Collected Short Fiction, page 231
“Of you,” he said, “only the joy of crushing you, with amusing agony. Of the woman—more.”
The glittering, greenish eyes dwelt upon Shiela, indolently, insolently, burning with a singular, passionless avidity. The girl shrank against Kane’s arm, trembling. The rose of shame flooded her fair skin, and then drained away until she was ghostly pale. And her eyes were deep with the purple of terror.
Kane felt his muscles tensing. His gray eyes measured the short distance to the divan, flashed a glance at Vethlo. One instant, to sink his hands into the white, shuddering thickness of Aru’s throat.
“Watch!” the soft voice called to Vethlo.
The thin man’s weary voice spoke to Kane:
“My weapon is less insignificant than its size might lead you to suppose. Its discharge of free electrons could bum you to a cinder, instantly.”
“You should be warned of another thing, also,” said Aru. His fluid tones were limpidly sweet. “My life is guarded by the machine, so that fate will let no man strike at me. And the machine is set, also, so that if any man should strike from an unguarded sector, and harm me—his own doom will immediately find him. Thus, Kane Montel, my life is doubly guarded. And my slayer shall instantly die.”
“Might be worth it,” muttered Kane.
“Allow your weapon to convince this man,” cooed the soft tones, to Vethlo.
VETHLO’S thin hand grew tight on the black sphere. The golden needle, pointed at Kane, glowed. It spurted purple flame. Kane reeled to an avalanche of burning agony. He spun to the floor, paralyzed by the torturing shock, his big muscles knotted with uncontrollable convulsions.
“Good,” gasped Aru, through his laughter.
Kane staggered back to his feet, beside Shiela, his outraged body quivering. His skin smarted cruelly where the force of the weapon had struck; he caught a little odor of burnt flesh.
“I could have used a thousand times more power,” Vethlo informed him.
“Well,” muttered Kane, harshly. He looked grimly at Aru, who was trembling and gasping with amusement. “What do you want?”
Aru controlled his heaving laughter. “You are convinced now,” he asked softly, “of my power? Of your helplessness?”
Kane bit his lip, grimly silent.
“Then,” Aru’s voice caressed him, “I shall tell you of my purpose for the woman. I shall tell you why your flight to the moon was impossible until Shiela Hall was upon the flyer, and then easy.”
Kane and Shiela stood together, staring at him. They were mute, fascinated by the menace of his power and the pitiless beauty of his liquid voice.
“The earth,” he said, “has been a game. Humanity has been a jest of mine. It has amused me long. But one tires of a game. The best jest wearies, if the point is too long delayed. And therefore the jest must reach its end.
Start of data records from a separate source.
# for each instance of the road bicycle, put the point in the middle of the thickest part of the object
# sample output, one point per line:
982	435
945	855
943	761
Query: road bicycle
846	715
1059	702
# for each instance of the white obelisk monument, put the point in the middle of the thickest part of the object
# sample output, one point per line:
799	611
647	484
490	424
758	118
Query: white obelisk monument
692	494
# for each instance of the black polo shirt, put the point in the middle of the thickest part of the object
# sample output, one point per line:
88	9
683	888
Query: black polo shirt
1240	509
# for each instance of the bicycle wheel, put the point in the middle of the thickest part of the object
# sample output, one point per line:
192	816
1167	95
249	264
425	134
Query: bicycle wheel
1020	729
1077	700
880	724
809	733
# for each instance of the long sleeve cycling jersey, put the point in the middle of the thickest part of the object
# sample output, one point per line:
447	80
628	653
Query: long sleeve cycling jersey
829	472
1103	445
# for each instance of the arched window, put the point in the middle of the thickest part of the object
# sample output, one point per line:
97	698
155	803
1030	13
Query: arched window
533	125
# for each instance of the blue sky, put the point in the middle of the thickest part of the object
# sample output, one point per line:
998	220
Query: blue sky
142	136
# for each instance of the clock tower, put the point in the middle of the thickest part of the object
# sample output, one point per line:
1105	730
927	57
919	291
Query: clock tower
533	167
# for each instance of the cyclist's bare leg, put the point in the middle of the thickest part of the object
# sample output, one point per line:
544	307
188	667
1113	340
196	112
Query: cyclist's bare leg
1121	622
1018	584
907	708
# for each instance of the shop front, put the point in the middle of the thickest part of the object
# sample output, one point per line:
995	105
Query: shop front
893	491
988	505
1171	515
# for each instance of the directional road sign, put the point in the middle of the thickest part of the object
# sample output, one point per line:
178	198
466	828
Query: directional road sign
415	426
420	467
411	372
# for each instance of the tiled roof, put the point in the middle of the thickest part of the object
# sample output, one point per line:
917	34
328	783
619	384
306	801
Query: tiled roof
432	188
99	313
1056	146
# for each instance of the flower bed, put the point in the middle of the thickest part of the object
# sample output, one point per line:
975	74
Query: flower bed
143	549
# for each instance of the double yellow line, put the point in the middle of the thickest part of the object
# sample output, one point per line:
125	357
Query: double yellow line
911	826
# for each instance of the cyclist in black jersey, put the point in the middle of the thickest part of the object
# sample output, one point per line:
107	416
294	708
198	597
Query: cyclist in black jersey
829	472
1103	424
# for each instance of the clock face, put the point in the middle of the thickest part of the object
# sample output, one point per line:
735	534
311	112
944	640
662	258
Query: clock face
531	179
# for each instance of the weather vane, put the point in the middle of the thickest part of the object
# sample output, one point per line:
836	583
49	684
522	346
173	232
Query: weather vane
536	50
“The war whose beginnings my servant has showed you will wreck the toy you call civilization, within this year. The atomic bombs—the gift of your father to the world, Kane Montel—will spread deserts of eternal flame.
“For a whole generation, a few men will linger on, always fleeing before the spreading terror of the dust. Then, when the last man is overtaken by the desert of atomic flame, in his stone hut by the polar sea—the jest will be done.
“The jest on Earth,” he said caressingly.
The pale greenish eyes rested upon Shiela again with a keenness that stripped the garments from her white body. The pink rolls of flesh hid his eyes, and his gross body quivered to gasping laughter.
Kane swung upon him, driven by resistless anger. But Vethlo was waiting, wearily alert, a yard behind Kane. The agonizing prod of his electron-ray stopped him again with its merciless paralysis.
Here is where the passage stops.